A enfermidade que corrói as memórias

O que se verifica é que, com essa doença, se instala a perda da memória organizada e advêm graus de demência. O ente querido passa a demonstrar limitações físicas e psicológicas que não lhe eram comuns até então.

O Brasil é um dos muitos países que vê cair sua taxa de natalidade e aumentar seu contingente de idosos, fazendo com que haja uma crescente desproporção demográfica nas duas pontas. O país tem hoje cerca de 33 milhões de pessoas na chamada terceira idade. Isso, mais do que uma questão socioeconômica, que envolve o necessário suporte para esses brasileiros, também se mostra uma questão de saúde pública, uma vez que eles demandam cuidados crescentes e acompanhamentos periódicos no SUS. Muitos desses procedimentos são preventivos em relação a enfermidades que costumam ser associadas ao envelhecimento, como é o caso do mal de Alzheimer.

O que se verifica é que, com essa doença, se instala a perda da memória organizada e advêm graus de demência. O ente querido passa a demonstrar limitações físicas e psicológicas que não lhe eram comuns. Estatísticas mostram que cerca de 10% das pessoas com mais de 65 anos apresentam a patologia e esse montante aumenta para algo em torno de 50% das pessoas com mais de 85 anos. No cotidiano, isso costuma se traduzir em uma série de empecilhos com os quais as famílias têm de lidar, fazendo com que esse problema demande a atenção do poder público por meio de seus órgãos de assistência sociofamiliar. Isso implica investimentos de porte em pesquisas que possam encontrar fármacos e procedimentos capazes de enfrentar essa chaga. De acordo com o Ministério da Saúde, o país tem aproximadamente 1,2 milhão de acometidos por esse mal e todos os anos surgem cem mil novos casos.

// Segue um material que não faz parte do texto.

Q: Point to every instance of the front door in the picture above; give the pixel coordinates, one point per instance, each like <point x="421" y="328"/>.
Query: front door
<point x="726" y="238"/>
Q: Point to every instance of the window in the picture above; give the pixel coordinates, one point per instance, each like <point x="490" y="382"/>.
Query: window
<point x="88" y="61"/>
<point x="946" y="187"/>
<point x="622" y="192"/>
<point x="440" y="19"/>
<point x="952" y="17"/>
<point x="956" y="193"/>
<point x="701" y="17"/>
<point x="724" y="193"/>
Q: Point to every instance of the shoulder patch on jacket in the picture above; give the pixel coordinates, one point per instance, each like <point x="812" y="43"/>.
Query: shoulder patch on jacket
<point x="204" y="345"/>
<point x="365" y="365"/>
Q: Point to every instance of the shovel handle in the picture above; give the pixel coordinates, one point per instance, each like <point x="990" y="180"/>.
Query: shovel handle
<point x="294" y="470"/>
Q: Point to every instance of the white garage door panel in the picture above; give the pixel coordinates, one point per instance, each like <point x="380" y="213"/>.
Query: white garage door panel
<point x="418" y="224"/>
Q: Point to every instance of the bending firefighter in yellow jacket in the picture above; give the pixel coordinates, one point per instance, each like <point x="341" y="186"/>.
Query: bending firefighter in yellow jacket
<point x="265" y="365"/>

Diante dessa realidade, avultam os desafios para que os cientistas e pesquisadores cheguem a meios efetivos e eficazes nessa luta para prevenir ou mitigar a incidência desse processo de alteração do estado mental, com decorrências na estrutura psicomotora. A par disso, cabe adquirir hábitos saudáveis, como não fumar, ter uma alimentação saudável, não ingerir álcool em excesso e evitar a poluição. Alguns cuidados básicos podem evitar ou adiar um desenlace indesejado.